Tuberculosis (TB) has still remained a global health issue. One third of the world's population is infected with tuberculosis and the current BCG vaccine has low efficiency; hence, it is necessary to develop a new vaccine against TB. The aim of the current study was to evaluate the efficiency of a novel DNA vaccine encoding Mtb32C-HBHA antigen in inducing specific immune responses against Mycobacterium tuberculosis.

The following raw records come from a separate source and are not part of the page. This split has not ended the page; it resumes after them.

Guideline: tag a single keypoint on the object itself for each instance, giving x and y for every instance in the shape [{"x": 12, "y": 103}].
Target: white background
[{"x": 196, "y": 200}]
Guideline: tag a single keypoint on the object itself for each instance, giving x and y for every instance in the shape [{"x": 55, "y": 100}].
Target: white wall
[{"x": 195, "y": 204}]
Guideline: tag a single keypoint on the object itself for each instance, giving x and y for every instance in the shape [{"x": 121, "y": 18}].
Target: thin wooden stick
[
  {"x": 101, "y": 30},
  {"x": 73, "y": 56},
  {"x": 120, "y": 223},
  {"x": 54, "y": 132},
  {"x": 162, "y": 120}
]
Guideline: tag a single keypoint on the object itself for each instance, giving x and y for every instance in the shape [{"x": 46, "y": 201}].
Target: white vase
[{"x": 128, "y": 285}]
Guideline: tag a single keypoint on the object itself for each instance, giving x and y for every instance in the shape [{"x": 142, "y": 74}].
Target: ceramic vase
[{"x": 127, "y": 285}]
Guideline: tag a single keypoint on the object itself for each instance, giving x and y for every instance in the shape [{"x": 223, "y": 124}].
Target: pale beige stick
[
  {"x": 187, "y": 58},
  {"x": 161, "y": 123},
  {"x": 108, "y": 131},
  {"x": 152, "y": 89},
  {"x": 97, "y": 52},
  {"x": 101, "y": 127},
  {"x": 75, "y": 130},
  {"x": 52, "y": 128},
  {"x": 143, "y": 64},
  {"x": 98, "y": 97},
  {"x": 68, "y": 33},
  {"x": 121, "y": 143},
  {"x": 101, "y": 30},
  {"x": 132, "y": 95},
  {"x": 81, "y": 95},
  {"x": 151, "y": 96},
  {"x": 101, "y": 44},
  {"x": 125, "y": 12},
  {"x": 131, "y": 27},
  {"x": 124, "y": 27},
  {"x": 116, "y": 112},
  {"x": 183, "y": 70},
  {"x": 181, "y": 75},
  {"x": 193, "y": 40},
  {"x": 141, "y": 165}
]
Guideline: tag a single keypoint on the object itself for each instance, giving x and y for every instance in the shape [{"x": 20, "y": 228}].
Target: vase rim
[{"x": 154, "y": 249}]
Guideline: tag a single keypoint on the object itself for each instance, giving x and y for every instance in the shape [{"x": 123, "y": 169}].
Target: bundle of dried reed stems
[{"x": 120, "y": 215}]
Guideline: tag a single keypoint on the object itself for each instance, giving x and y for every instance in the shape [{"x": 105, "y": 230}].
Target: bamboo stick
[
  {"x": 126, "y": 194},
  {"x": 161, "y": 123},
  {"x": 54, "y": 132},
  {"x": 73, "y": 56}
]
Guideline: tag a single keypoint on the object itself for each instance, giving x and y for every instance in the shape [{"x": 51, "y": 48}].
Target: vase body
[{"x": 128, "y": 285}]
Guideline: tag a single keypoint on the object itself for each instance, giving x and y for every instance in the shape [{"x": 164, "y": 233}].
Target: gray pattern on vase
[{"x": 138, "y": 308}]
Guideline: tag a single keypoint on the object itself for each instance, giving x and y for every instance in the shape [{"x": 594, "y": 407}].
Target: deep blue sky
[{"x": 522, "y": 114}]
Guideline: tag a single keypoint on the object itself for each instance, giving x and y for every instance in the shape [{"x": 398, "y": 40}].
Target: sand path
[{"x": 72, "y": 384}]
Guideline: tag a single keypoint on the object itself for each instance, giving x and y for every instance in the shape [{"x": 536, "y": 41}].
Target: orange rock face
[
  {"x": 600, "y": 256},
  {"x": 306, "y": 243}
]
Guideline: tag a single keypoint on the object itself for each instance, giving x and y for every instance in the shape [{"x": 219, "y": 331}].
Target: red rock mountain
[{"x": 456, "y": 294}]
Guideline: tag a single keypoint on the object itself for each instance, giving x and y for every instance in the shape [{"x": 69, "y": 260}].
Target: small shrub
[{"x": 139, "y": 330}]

A DNA plasmid vaccine expressing Mtb32C-HBHA fusion protein was constructed and its ability in protein expression was examined by RT-PCR and Western blot methods. Female BALB/c mice were vaccinated with 100 μg of purified recombinant vector in an attempt to assess its immunogenicity and protective efficacy. Further, the cytokines, IFN-γ, IL-12, IL-4, IL-10, and TGF-β were assessed.

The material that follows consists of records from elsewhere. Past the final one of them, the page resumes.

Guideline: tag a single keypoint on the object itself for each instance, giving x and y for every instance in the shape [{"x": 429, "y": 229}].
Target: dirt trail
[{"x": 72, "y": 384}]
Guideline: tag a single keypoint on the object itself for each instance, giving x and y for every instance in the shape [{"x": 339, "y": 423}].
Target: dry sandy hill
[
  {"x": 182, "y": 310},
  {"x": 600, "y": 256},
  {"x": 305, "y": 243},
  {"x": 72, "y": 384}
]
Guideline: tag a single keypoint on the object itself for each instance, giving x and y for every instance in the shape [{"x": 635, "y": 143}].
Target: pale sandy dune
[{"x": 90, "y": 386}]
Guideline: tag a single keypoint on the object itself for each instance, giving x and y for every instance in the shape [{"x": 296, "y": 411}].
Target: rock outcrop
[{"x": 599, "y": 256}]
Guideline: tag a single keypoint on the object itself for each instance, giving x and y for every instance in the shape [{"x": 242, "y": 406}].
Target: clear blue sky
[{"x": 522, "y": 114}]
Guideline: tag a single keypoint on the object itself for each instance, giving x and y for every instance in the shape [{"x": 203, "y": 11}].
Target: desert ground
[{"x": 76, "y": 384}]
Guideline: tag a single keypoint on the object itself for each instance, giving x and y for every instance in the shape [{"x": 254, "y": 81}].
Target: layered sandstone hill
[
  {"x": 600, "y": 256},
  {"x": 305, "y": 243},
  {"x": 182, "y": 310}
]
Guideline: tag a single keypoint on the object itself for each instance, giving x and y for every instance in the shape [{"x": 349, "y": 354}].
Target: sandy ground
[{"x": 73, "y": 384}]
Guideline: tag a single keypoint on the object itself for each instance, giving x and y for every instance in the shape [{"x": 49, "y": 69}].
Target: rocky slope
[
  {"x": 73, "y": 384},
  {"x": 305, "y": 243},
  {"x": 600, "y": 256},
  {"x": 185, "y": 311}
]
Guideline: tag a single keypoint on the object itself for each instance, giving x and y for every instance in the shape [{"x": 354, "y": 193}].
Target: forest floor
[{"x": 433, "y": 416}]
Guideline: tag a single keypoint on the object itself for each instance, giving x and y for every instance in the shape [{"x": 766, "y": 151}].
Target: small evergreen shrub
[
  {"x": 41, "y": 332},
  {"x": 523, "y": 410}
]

The levels of all the studied cytokines were significantly increased (<0.05) compared with the control group. IFN-γ production in the group receiving DNA vaccine plus BCG was increased compared with those receiving only DNA vaccine or BCG (<0.001).

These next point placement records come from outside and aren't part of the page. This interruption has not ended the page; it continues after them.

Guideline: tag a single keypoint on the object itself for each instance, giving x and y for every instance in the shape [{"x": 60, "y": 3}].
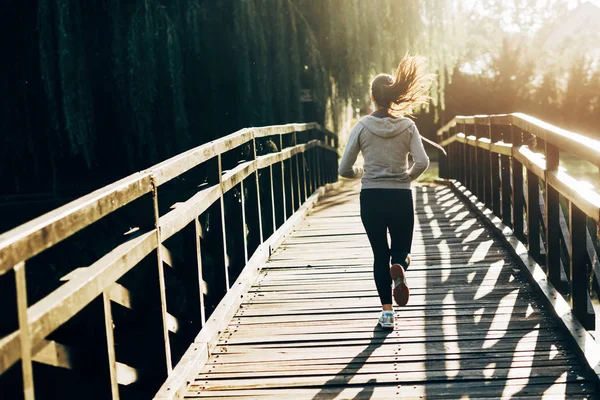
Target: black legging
[{"x": 380, "y": 210}]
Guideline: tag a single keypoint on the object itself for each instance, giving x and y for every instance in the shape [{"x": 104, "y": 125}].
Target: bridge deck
[{"x": 473, "y": 327}]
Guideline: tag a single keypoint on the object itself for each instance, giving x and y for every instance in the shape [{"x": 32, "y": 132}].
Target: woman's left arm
[{"x": 347, "y": 168}]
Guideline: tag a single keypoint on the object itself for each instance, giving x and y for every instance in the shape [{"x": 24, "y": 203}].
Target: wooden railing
[
  {"x": 240, "y": 190},
  {"x": 511, "y": 163}
]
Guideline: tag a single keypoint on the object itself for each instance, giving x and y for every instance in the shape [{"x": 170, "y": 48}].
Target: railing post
[
  {"x": 494, "y": 182},
  {"x": 533, "y": 215},
  {"x": 273, "y": 198},
  {"x": 483, "y": 163},
  {"x": 110, "y": 345},
  {"x": 579, "y": 275},
  {"x": 223, "y": 227},
  {"x": 517, "y": 168},
  {"x": 552, "y": 218},
  {"x": 283, "y": 179},
  {"x": 26, "y": 356},
  {"x": 161, "y": 275},
  {"x": 244, "y": 229},
  {"x": 258, "y": 204},
  {"x": 198, "y": 233},
  {"x": 506, "y": 183}
]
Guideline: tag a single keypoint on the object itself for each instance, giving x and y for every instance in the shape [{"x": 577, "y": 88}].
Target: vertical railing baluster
[
  {"x": 283, "y": 179},
  {"x": 273, "y": 198},
  {"x": 24, "y": 333},
  {"x": 494, "y": 171},
  {"x": 198, "y": 231},
  {"x": 161, "y": 277},
  {"x": 298, "y": 183},
  {"x": 110, "y": 345},
  {"x": 506, "y": 182},
  {"x": 223, "y": 227},
  {"x": 244, "y": 230},
  {"x": 552, "y": 218},
  {"x": 258, "y": 204},
  {"x": 579, "y": 275},
  {"x": 480, "y": 163},
  {"x": 533, "y": 215},
  {"x": 304, "y": 175},
  {"x": 517, "y": 186}
]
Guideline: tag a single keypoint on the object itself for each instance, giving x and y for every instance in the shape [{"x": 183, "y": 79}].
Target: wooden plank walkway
[{"x": 472, "y": 329}]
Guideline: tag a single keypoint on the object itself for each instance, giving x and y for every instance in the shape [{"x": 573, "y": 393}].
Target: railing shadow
[
  {"x": 493, "y": 338},
  {"x": 336, "y": 385}
]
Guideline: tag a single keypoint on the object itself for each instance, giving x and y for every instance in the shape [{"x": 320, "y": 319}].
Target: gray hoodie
[{"x": 385, "y": 144}]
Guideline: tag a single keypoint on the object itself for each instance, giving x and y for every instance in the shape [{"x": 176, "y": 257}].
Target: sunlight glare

The immunogenicity of the new chimeric DNA vaccine was confirmed alone and in combination with BCG. Based on the results of the current study, the constructed DNA vaccine induced the expression of Mtb32C-HBHA fusion protein efficiently . Furthermore, high levels of the specific cytokines were induced in mice. By using this DNA vaccine as a booster after BCG, higher amounts of IFN-γ will be produced.
结核病仍然是一个全球健康问题。世界三分之一的人口感染了结核杆菌,而目前的卡介苗效率较低;因此,有必要研发一种新的抗结核疫苗。本研究的目的是评估一种编码Mtb32C - HBHA抗原的新型DNA疫苗在诱导针对结核分枝杆菌的特异性免疫反应方面的效率。
构建了一种表达Mtb32C - HBHA融合蛋白的DNA质粒疫苗,并通过RT - PCR和蛋白质印迹法检测其蛋白质表达能力。用100μg纯化的重组载体对雌性BALB/c小鼠进行免疫接种,以评估其免疫原性和保护效果。此外,还评估了细胞因子IFN -γ、IL - 12、IL - 4、IL - 10和TGF -β。
与对照组相比,所有研究的细胞因子水平均显著升高(<0.05)。接受DNA疫苗加卡介苗组的IFN -γ产生量高于仅接受DNA疫苗或卡介苗组(<0.001)。
新型嵌合DNA疫苗单独以及与卡介苗联合使用时的免疫原性得到了证实。基于本研究结果,构建的DNA疫苗能有效诱导Mtb32C - HBHA融合蛋白的表达。此外,在小鼠中诱导产生了高水平的特异性细胞因子。在卡介苗接种后使用这种DNA疫苗作为加强剂,将产生更高量的IFN -γ。